Redwood Empire Food Bank chef Don Nolan makes meals for the masses


CREATIVE COOK  Chef Don Nolan turns a changing lineup of donated ingredients - into quality meals for thousands of Sonoma County residents.
  • CREATIVE COOK Chef Don Nolan turns a changing lineup of donated ingredients into quality meals for thousands of Sonoma County residents.

If Don Nolan's job was a reality TV pitch, it might go like this: "Chef, your challenge is to create a healthful, high-quality entrée out of a random supply of unwanted food and crank out 500 to 600 meals while managing a rotating cast of 70 volunteers with varying degrees of cooking experience."

And the prize is this: labor out of the limelight, five days a week, in the depths of a labyrinthine food bank. Nolan accepts.

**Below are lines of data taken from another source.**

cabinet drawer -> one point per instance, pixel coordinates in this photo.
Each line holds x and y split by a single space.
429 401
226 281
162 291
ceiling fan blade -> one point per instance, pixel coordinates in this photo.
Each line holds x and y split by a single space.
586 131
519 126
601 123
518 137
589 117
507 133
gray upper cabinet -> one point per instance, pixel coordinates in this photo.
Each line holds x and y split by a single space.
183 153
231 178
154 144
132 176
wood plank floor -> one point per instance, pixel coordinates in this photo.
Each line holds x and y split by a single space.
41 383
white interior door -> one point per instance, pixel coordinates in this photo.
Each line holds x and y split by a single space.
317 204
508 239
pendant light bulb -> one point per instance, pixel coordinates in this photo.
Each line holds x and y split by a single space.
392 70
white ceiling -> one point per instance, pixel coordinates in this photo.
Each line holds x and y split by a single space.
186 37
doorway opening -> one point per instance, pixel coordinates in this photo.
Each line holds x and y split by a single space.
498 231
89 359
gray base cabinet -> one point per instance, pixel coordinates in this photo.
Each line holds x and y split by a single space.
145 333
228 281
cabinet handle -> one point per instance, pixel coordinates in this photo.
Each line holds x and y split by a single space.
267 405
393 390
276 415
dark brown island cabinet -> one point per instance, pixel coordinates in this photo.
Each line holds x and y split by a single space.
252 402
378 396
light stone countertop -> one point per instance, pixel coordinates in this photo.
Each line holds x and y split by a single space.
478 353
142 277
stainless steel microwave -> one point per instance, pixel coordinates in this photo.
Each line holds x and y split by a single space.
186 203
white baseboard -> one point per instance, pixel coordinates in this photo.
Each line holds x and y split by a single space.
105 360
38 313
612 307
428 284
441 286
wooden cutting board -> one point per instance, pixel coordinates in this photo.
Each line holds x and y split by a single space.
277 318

The Kitchen Collective chef-prepared meal program was already up and running when the Redwood Empire Food Bank (REFB) launched its Station 3990 distributions in response to the North Bay fires. One among the Food Bank's many programs serving low-income seniors and families, as well as fire victims currently, the program grew out of a long and deliberate process that began when the food bank moved into a vast new complex in north Santa Rosa.

The commercial kitchen was built on the premise that "if you build it, they will come," says REFB chief executive officer David Goodman. At first, it was seldom used. "But one of the really cool things about the culture of the organization," says Goodman, "is everybody was OK with that. We allowed ourselves time to figure out what we wanted to do with it."

The REFB distributes $40 million worth of food every year, most of it donated by individuals, farms, food processors and retail and wholesale groceries. What makes Kitchen Collective inspiring, Goodman says, is that it turns discarded food into something more meaningful—both for the recipient and the organization. "As a hunger-relief worker, and specifically as a food banker, that's a home run."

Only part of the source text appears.